8

Quelques semaines plus tard, à la tombée de la nuit, les onze disciples étaient assis autour d’une table dans la salle du haut d’une auberge proche de la mer de Galilée. Le serveur, un jeune luron – un petit éclat de bois planté entre ses dents de la chance, comme une sorte d’amuse-bouche qu’il agitait avec la langue – demanda :

— Je sers maintenant ?

— C’est du froid ou du chaud ? s’enquit Simon.

— Ce sera chaud quand ça arrivera. Si ça vous dit de manger chaud, ça vous regarde.

— Alors, sers, dit Pierre. Et il faudrait encore une assiette et une coupe.

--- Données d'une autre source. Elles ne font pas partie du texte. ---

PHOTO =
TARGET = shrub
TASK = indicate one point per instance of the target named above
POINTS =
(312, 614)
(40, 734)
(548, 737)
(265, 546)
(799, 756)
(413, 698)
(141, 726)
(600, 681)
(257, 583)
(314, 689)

— Vous attendez quelqu’un ?

— Nous ne sommes pas sûrs, répondit Thomas. Nous pensons que oui.

— Dans ce cas, vous feriez bien de faire un peu de place, non ? dit le serveur.

Et il s’en fut chercher une cruche de vin et une corbeille de pain. Les disciples qui s’étaient assis sur le banc voisin du mur se mirent à remuer gauchement les pieds, ne sachant où ménager une place.

— On pourrait le mettre à côté de toi, dit Thomas à Jean. Comme avant.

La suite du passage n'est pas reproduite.